In recent years, due to the rapid development of neural networks, they have been successfully applied in many fields. In this paper, we proposed a unique and novel CNN-based approach for Vickers hardness test. First of all, we proposed to apply an image data augmentation method to address the issue of insufficient training examples. Then, we developed a neural network architecture with state-of-the-art CNN architecture as the backbone to address the HV regression problem. The experimental results clarified that the network trained with two objectives—one is to predict the HV of an image, and the other is to predict the possible HV range for an image—outperforms the one that learns to predict HV only.

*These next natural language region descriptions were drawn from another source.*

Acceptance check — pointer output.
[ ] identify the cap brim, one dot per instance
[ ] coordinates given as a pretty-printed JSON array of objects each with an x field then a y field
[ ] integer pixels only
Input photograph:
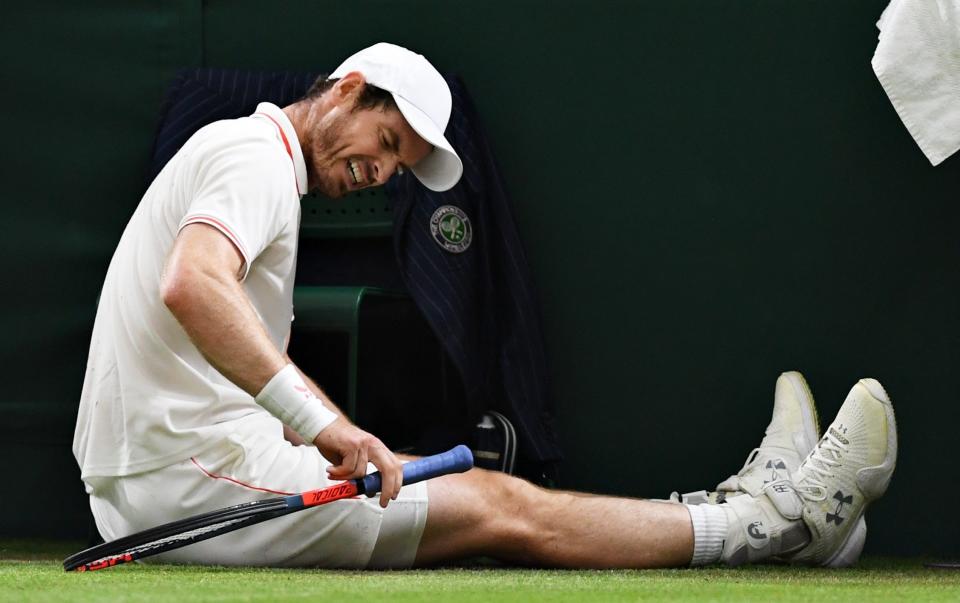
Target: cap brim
[{"x": 441, "y": 169}]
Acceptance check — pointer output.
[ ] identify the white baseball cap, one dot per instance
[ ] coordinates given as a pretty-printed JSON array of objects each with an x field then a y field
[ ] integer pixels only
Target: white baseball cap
[{"x": 423, "y": 98}]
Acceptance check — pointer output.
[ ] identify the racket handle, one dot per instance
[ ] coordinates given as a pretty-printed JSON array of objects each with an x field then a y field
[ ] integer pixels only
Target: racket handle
[{"x": 455, "y": 460}]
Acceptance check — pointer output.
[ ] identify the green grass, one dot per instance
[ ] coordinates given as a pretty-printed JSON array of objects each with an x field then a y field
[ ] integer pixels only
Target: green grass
[{"x": 31, "y": 571}]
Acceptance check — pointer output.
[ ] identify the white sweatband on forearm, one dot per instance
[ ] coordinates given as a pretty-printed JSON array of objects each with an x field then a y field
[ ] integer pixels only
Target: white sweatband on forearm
[{"x": 289, "y": 399}]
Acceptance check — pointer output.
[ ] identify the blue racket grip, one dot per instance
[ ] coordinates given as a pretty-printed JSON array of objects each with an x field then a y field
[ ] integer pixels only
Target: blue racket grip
[{"x": 455, "y": 460}]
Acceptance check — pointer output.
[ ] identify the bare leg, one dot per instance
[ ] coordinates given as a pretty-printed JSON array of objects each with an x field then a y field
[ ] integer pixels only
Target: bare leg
[{"x": 495, "y": 515}]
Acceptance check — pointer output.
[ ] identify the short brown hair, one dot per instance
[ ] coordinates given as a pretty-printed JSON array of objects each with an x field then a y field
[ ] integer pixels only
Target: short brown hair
[{"x": 370, "y": 98}]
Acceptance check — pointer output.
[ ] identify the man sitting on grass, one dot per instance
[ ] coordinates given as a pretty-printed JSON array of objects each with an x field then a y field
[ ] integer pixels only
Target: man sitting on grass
[{"x": 190, "y": 402}]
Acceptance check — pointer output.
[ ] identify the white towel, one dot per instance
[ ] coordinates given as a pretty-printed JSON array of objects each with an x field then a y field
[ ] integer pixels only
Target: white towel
[{"x": 918, "y": 63}]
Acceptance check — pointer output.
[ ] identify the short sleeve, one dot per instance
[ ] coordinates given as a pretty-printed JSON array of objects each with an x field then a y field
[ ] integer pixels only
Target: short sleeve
[{"x": 241, "y": 189}]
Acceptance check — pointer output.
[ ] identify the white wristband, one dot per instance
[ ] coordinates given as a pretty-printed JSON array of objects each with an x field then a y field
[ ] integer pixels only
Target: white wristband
[{"x": 289, "y": 399}]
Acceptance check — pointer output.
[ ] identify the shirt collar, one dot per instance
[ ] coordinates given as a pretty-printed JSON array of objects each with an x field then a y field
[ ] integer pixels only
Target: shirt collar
[{"x": 299, "y": 165}]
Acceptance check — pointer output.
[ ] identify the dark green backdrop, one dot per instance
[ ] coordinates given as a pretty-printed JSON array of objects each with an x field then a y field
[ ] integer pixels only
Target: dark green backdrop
[{"x": 710, "y": 192}]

We also studied the effectiveness of adopting pre-training parameters trained on a totally different domain for the HV regression task. We observed that, although the pre-trained backbone was trained by using images of, for example, cats, dogs, etc., which are very different from the image domain used in this study, the network initialized with the pre-trained parameters still performed better than that trained from scratch. The best MAE of 6.54 and MAEB of 5.92 were achieved by the multi-task learning network with pre-trained VGG-16 as the backbone. The same model can achieve an MAE of 19.7 and an MAEB of 20.0 on an unseen dataset whose HV distribution is quite different from the original training set. The results were reliable after confirming with domain experts; thus, the usability of this proposed method is verified. In this paper, we have demonstrated the feasibility of developing a model that can predict HVs by using CNN and the data augmentation method. We plan to apply the multi-scale training method and other advanced image augmentation methods as future work to enhance the proposed model’s capability in dealing with arbitrary input images. In addition, we will continue to cooperate with domain experts to create more training examples and apply self-supervised learning methods to generate in-domain pre-trained backbones to improve the performance of the developed models.